Alors que Raphaël tournait les talons pour reprendre place devant son café, le jeune homme l’interpella :

– Vous êtes Raphaël Kaminker, n’est-ce pas ?

Raphaël ne se retourna pas, s’enfonça la tête dans les épaules ; c’est ce qu’il avait coutume de faire pour fuir une conversation et se faire tout petit. Arrivé devant sa table, il fouilla dans l’une de ses poches, en extirpa quelques pièces de monnaie qu’il déposa dans la sous-tasse, se souvenant avec exactitude du prix à payer. Son regard chercha la trottinette qui pourtant était là il n’y avait pas cinq minutes. Disparue ! Etrange.

L’autre le regardait faire :

– Vous ne mangez pas votre croissant ?

Sans répondre, sortant de sa perplexité, Raphaël prit l’assiette sur laquelle le reste de son petit-déjeuner reposait. En passant devant la table du jeune homme, il la lui donna.

– Ce n’est pas la peine, je suis au régime, mais je déteste voir la nourriture se perdre… Il changea de conversation : « J’aime bien ce que vous faites, j’ai d’ailleurs lu tous vos livres, il me semble. Pourtant, vous ne me retirerez pas de l’idée que là, présentement, sourire un peu ne vous ferait pas de mal… et à moi non plus… » Après une seconde de silence, il ajouta : « Bon d’accord, je ne vois pas le rapport, mais ça méritait d’être dit ! »

Sans répondre davantage à cette remarque, Raphaël boutonna sa veste en s’éloignant du café.

Il avait un côté vieux sage, à ceci près qu’il ne recherchait pas la sagesse. La solitude, quant à elle, s’était immiscée dans sa vie sans qu’il ne s’en rende compte, croyant la désirer, la rechercher. Avant tout, c’est la réalité qu’il fuyait, peut-être même la vie.

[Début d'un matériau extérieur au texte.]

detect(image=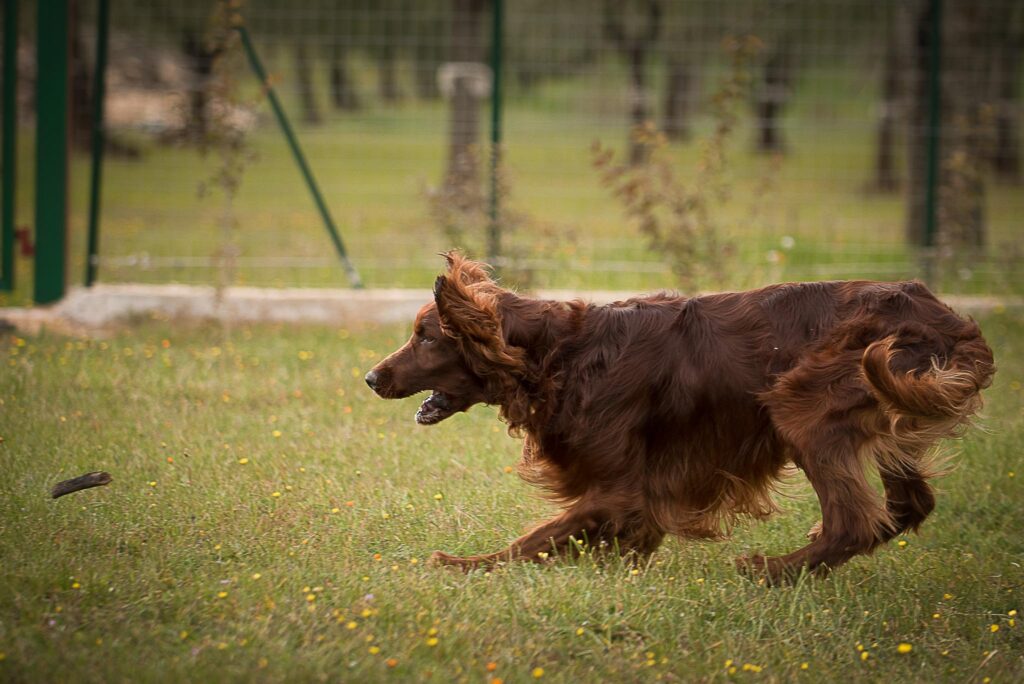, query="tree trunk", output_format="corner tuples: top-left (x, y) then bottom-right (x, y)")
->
(629, 45), (650, 166)
(602, 0), (662, 166)
(445, 0), (486, 188)
(905, 0), (993, 251)
(900, 0), (933, 246)
(331, 42), (359, 112)
(295, 40), (322, 124)
(871, 30), (900, 193)
(181, 27), (220, 144)
(755, 45), (792, 153)
(377, 44), (401, 104)
(69, 0), (92, 149)
(662, 56), (693, 140)
(939, 0), (994, 248)
(415, 30), (441, 99)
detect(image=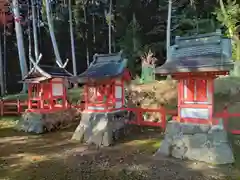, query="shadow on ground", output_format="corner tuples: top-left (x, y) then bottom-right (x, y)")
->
(0, 123), (238, 180)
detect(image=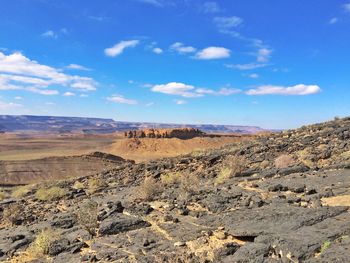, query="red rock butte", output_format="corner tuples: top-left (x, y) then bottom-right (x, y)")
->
(124, 128), (205, 139)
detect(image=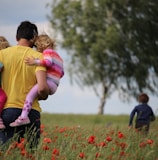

Il y avait ces silences, sortes d’absences. Il y avait tous ces mots qui n’arrivaient pas jusqu’à sa plume, lorsqu’il les recherchait tout au fond de son être, pour se faire narrateur de l’imaginaire. Il y avait toutes ces choses qu’il ne comprenait pas, qu’il ne comprenait plus. Un voile épais semblait recouvrir la réalité. Il croyait cependant vivre cette réalité, sa vie. Il croyait continuer le chemin qui le conduisait d’aujourd’hui à demain. Il rencontrerait de nouvelles personnes, peut-être même que l’une d’elle l’aimerait un jour. Alors, il en serait fini de sa solitude. Il en serait fini, probablement, des heures passées au-dessus de la colline, à attendre que se profile l’inspiration, à regarder passer la vie des autres, parce que l’existence des autres lui apportait plus que sa propre existence.

Raphaël continuait à avancer, dans un rêve, un cauchemar, dans la vie. Il ne voulait pas se poser la question. C’était un homme aux pieds puissamment scellés dans le bitume, juste un homme.